Certain metrics can back up your influencer choices with hard data. 

  • Impressions: Do they get the eyeballs you need? You already know that reach is the number of people that see an influencer’s content, but that’s not the only important metric—what about impressions? This is the number of times that a particular influencer appears in a user’s feed. Keep in mind that people close apps before seeing everything fed into their feed, so impression numbers aren’t 100% accurate.
  • Engagement: This is what really matters because users are taking actual action. The low single digits are standard percentages of engagement, which mirrors conversion of every type across the web in general. Bigger influencers reach more people but have lower engagement, while micro-influencers reach less followers but convert more. 
  • Branded Content Frequency: If influencers post too much—just like getting hit by too many emails from one brand—engagement declines. People unfollow. They don’t want their feed filled with too much of any one type of content, which is understandable, so make sure to target influencers who keep their audience wanting. 

Give a Little to Get a Lot

Your influencers don’t just support your business efforts, you need to support them back. Besides building a feedback loop of impressions and conversions, you should genuinely enjoy the influencers who promote your business. Showing your genuine interest is an easy way to engage yourself and become part of the community on any particular platform, whether it’s a niche or mainstream interest. 

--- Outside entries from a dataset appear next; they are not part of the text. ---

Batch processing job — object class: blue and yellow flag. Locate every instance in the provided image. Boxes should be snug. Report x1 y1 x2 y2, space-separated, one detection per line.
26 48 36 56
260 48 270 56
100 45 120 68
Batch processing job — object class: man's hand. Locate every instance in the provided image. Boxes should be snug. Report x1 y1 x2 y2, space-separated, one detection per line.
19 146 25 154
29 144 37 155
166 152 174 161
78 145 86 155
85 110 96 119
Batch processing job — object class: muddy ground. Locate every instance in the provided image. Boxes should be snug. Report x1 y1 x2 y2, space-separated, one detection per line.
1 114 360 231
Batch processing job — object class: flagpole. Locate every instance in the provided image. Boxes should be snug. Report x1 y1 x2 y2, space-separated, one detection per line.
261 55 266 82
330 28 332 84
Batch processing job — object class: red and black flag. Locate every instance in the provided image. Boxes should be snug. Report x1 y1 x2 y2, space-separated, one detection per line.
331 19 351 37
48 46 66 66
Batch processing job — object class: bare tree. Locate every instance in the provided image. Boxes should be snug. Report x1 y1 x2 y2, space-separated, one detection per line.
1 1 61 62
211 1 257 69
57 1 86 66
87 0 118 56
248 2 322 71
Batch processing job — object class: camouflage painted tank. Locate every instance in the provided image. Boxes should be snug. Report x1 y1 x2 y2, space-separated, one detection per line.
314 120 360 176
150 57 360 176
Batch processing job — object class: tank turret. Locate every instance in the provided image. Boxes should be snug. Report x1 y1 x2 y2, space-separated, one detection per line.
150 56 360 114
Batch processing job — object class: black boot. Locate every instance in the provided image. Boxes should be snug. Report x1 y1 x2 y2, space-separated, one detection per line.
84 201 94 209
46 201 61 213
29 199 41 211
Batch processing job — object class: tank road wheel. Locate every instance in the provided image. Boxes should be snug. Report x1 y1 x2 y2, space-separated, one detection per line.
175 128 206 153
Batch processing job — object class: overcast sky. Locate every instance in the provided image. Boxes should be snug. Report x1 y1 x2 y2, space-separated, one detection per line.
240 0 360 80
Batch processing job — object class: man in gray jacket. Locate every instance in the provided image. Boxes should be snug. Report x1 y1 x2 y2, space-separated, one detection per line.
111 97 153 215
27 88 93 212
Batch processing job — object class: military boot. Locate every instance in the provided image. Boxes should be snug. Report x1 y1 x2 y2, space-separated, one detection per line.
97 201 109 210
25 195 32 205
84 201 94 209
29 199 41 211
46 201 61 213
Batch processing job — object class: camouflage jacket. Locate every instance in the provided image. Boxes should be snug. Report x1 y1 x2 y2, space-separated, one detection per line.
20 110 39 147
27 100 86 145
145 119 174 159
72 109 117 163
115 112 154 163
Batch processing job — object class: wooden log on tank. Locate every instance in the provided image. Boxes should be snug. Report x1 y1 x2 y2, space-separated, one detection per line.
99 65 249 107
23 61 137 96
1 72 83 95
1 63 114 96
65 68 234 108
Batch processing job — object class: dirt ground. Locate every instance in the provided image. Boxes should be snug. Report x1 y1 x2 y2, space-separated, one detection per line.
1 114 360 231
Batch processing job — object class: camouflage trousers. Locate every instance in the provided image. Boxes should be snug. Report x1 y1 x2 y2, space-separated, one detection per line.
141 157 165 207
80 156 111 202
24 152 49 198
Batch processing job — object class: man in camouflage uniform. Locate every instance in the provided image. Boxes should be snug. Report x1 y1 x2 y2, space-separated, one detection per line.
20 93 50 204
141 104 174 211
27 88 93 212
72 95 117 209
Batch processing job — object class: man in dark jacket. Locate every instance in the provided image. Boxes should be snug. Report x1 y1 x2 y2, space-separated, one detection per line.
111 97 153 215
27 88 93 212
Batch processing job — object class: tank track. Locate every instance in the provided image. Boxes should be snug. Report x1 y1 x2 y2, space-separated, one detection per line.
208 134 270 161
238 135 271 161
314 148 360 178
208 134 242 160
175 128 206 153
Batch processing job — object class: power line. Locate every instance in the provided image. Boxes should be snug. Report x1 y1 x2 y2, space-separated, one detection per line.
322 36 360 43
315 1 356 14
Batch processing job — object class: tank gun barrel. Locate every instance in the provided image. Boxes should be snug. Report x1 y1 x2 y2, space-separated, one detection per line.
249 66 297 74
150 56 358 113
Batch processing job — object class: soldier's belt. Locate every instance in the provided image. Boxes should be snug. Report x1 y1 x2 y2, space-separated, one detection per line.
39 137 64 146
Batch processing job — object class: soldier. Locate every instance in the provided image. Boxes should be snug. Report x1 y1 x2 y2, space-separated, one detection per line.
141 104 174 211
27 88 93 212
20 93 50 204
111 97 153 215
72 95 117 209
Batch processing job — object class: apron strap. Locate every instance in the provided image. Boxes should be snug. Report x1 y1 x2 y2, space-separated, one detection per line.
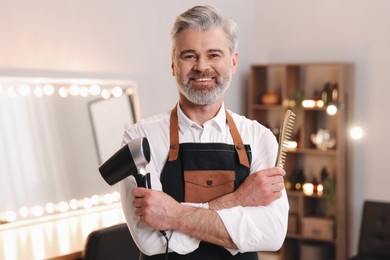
168 105 249 168
168 105 179 161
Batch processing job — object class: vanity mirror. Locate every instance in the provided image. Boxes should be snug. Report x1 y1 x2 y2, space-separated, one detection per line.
0 77 140 223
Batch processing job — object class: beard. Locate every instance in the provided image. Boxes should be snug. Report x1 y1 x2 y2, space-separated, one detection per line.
178 70 232 105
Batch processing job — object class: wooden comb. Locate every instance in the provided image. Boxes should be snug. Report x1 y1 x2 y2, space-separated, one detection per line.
275 110 295 168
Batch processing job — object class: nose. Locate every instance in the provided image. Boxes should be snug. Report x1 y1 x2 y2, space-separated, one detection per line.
194 57 210 71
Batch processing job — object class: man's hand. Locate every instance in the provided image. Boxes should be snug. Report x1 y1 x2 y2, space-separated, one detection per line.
131 188 181 230
234 167 286 207
209 167 286 210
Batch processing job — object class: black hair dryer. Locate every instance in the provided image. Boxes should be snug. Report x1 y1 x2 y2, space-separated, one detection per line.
99 137 151 189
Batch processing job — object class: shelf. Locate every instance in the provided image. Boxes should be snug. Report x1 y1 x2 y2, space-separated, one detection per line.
247 63 353 260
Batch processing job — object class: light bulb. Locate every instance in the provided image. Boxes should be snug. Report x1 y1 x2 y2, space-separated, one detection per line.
80 86 89 97
326 105 337 116
4 210 16 222
58 87 69 98
102 89 110 99
32 205 44 217
112 86 123 97
349 126 363 140
89 84 100 96
43 84 54 96
45 202 54 214
58 201 69 213
19 84 31 96
69 84 80 96
34 86 43 97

What is Measured is Managed

No marketing campaign runs itself, and influencer campaigns are no different, meaning you need to measure them and tweak them to optimize results. Remember to track reach, engagement, and conversion to see where things are going right and wrong. If you’re reaching many people and they’re engaging but not converting once they hit your site, that’s on you. Time to tweak your offer. If influencers get your collaborative posts viewed, but nobody engages or clicks over to your site, consider working with a different influencer or changing your social content. 

Conclusion

Influencers are the present and future of social media marketing, people who have the authority to get their followers to take the actions businesses want. While barely five years old, 90% of marketers say influencers are effective at promotion and the vast majority of firms project increasing their spending percentage in the following years on influencers. The faster you tap into this form of promotion, the better equipped you’ll be to move with the wave as it grows and learn how to create a successful influencer marketing campaign.